Les microbes de l'Antarctique ont été cartographiés d'une manière qui n'a jamais été réalisée auparavant. Une étude récente a révélé qu'au moins 38 % des gènes découverts dans l'océan Austral sont totalement inconnus de la communauté scientifique. Ces micro-organismes, bien que invisibles à l'œil nu, jouent un rôle essentiel dans le cycle du carbone et influencent le climat mondial.
Dans les eaux glacées entourant le continent antarctique, se cache un écosystème d'une complexité insoupçonnée. Chaque litre d'eau contient des milliards de microbes qui orchestrent des processus vitaux pour l'équilibre de notre planète. Une équipe internationale de chercheurs a récemment réalisé la cartographie génétique la plus complète de ces organismes, révélant des résultats qui dépassent toutes les attentes.
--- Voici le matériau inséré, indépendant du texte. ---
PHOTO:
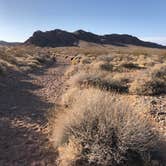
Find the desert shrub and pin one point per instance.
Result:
(3, 68)
(130, 65)
(83, 80)
(152, 84)
(100, 129)
(106, 66)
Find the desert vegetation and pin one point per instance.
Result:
(110, 102)
(23, 58)
(106, 115)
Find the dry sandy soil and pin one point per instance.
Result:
(24, 101)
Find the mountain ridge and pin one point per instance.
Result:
(60, 38)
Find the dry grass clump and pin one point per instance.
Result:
(84, 80)
(154, 83)
(130, 65)
(100, 129)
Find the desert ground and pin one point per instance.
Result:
(86, 105)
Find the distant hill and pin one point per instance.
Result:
(4, 43)
(60, 38)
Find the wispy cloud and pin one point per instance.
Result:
(159, 39)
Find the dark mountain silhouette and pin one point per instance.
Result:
(4, 43)
(55, 38)
(60, 38)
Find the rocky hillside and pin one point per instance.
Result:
(60, 38)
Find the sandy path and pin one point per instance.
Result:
(24, 101)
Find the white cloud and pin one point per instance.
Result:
(159, 40)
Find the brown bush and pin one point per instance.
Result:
(102, 130)
(83, 80)
(154, 83)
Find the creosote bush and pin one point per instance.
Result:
(100, 129)
(83, 80)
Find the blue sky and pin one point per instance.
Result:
(142, 18)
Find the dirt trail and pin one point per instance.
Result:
(24, 101)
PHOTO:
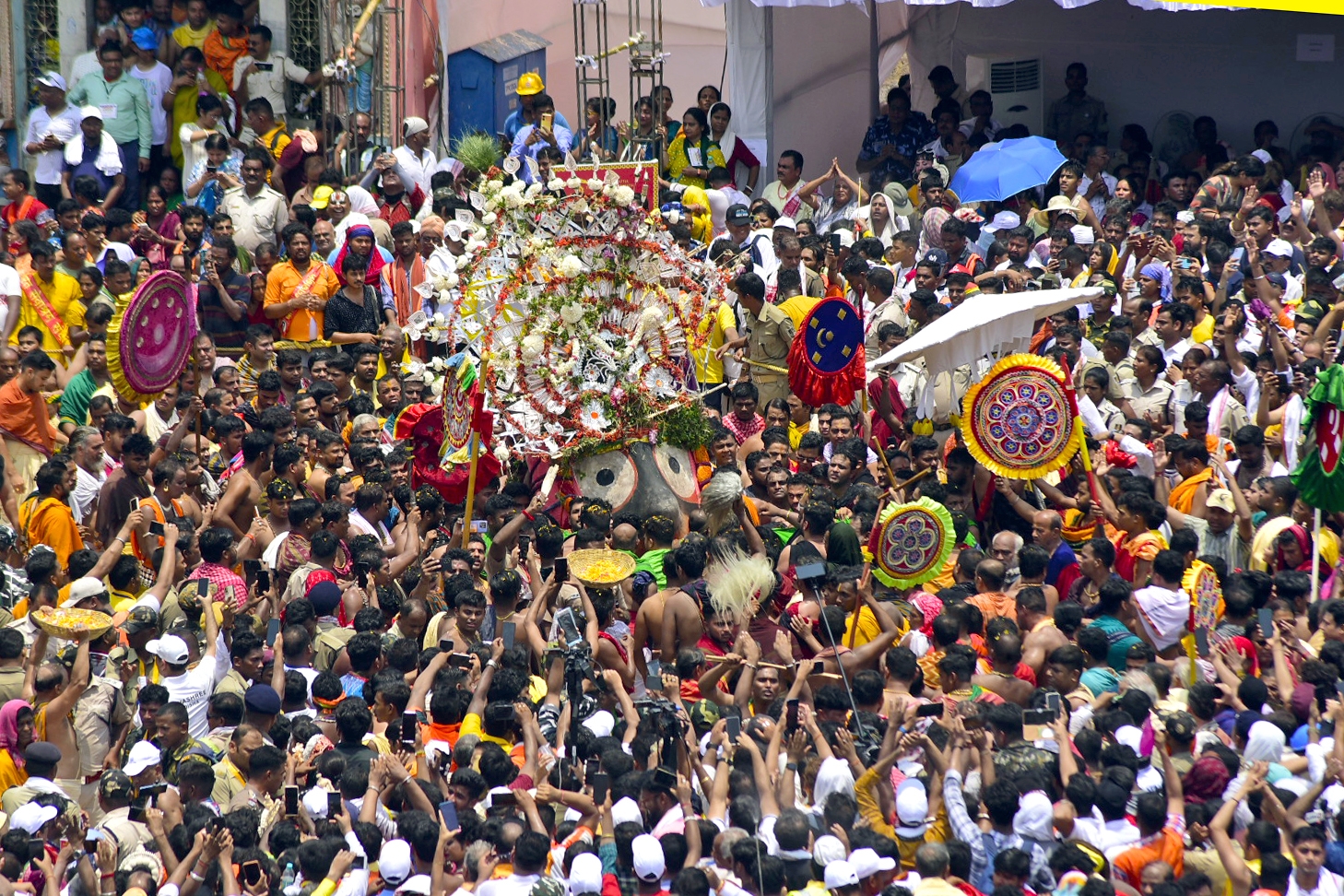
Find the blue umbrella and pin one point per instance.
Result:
(1001, 170)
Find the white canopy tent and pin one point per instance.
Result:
(983, 326)
(806, 74)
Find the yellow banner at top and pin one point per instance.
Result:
(1326, 7)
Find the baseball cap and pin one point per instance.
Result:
(627, 809)
(1003, 220)
(307, 140)
(314, 801)
(1222, 499)
(586, 875)
(143, 755)
(1111, 796)
(31, 817)
(41, 752)
(82, 590)
(140, 619)
(324, 596)
(828, 849)
(394, 861)
(1061, 205)
(937, 257)
(900, 199)
(912, 809)
(419, 884)
(1180, 725)
(263, 699)
(867, 863)
(170, 649)
(648, 857)
(601, 723)
(116, 784)
(840, 873)
(1279, 247)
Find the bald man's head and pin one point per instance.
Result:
(625, 537)
(989, 576)
(1046, 526)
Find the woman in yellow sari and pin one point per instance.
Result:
(691, 153)
(15, 737)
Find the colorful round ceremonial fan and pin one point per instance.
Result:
(825, 360)
(149, 337)
(910, 543)
(1018, 419)
(1206, 596)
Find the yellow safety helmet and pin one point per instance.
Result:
(530, 84)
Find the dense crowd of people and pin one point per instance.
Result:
(325, 678)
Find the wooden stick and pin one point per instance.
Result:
(769, 367)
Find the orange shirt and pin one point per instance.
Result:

L'étude repose sur l'analyse de 218 échantillons d'eau prélevés lors de l'Expédition de Circumnavigation Antarctique, une mission scientifique de trois mois menée entre 2016 et 2017. Après le séquençage de l'ADN, les résultats ont été comparés aux bases de données de gènes marins existantes. Le constat est frappant : plus d'un gène sur trois n'a jamais été référencé dans la littérature scientifique.
Ces gènes inconnus ne se présentent pas comme un bloc homogène. Au contraire, ils s'organisent en communautés distinctes, régies par les masses d'eau et les courants océaniques. Chaque strate d'eau abrite des microbes spécifiques, adaptés à des conditions particulières de température, de salinité et de pression.
L'océan Austral fonctionne comme un archipel biologique invisible, chaque zone ayant sa propre signature génétique. Ces organismes ne sont pas de simples témoins de leur environnement polaire. Par exemple, certains phytoplanctons, ces microalgues en suspension dans l'eau, sont responsables de la moitié de la photosynthèse mondiale. D'autres bactéries influencent le devenir du carbone capturé : une partie est recyclée en surface, tandis qu'une autre est envoyée vers les profondeurs.
Une analyse publiée par Earth.com souligne que plusieurs des gènes nouvellement identifiés aident les microbes à décomposer des composés riches en soufre, libérant des gaz ayant un impact sur la formation des nuages. La bactérie Pelagibacter, présente dans presque tous les océans, illustre cette diversité fonctionnelle. Dans les eaux chaudes, ses variantes possèdent des gènes spécialisés dans l'absorption de métaux comme le nickel et le zinc, tandis que dans les eaux froides de l'Antarctique, d'autres variantes activent des gènes liés à la résistance au stress oxydatif.
Ces découvertes prennent une dimension encore plus significative dans le contexte du changement climatique. L'océan Austral absorbe une part considérable du dioxyde de carbone et de la chaleur générés par les activités humaines. Toutefois, la circulation des masses d'eau, qui structure les communautés microbiennes, est en train de changer en raison du réchauffement climatique. Par conséquent, une réorganisation de ces courants pourrait redistribuer l'activité microbienne de la région, sans qu'aucune côte ne soit déplacée.
Les chercheurs insistent sur le fait que ces gènes inconnus représentent autant de fonctions biologiques encore à caractériser. Comprendre leur rôle précis dans les cycles du carbone et du soufre pourrait permettre d'affiner les modèles climatiques actuels. Pour cela, un suivi continu et une surveillance génétique tout au long de l'année sont indispensables.
L'océan Austral, longtemps perçu comme une périphérie scientifique, s'affirme aujourd'hui comme un territoire clé pour appréhender l'avenir du climat terrestre. Ces recherches constituent une avancée majeure pour la science et soulignent l'importance de préserver ces écosystèmes fragiles.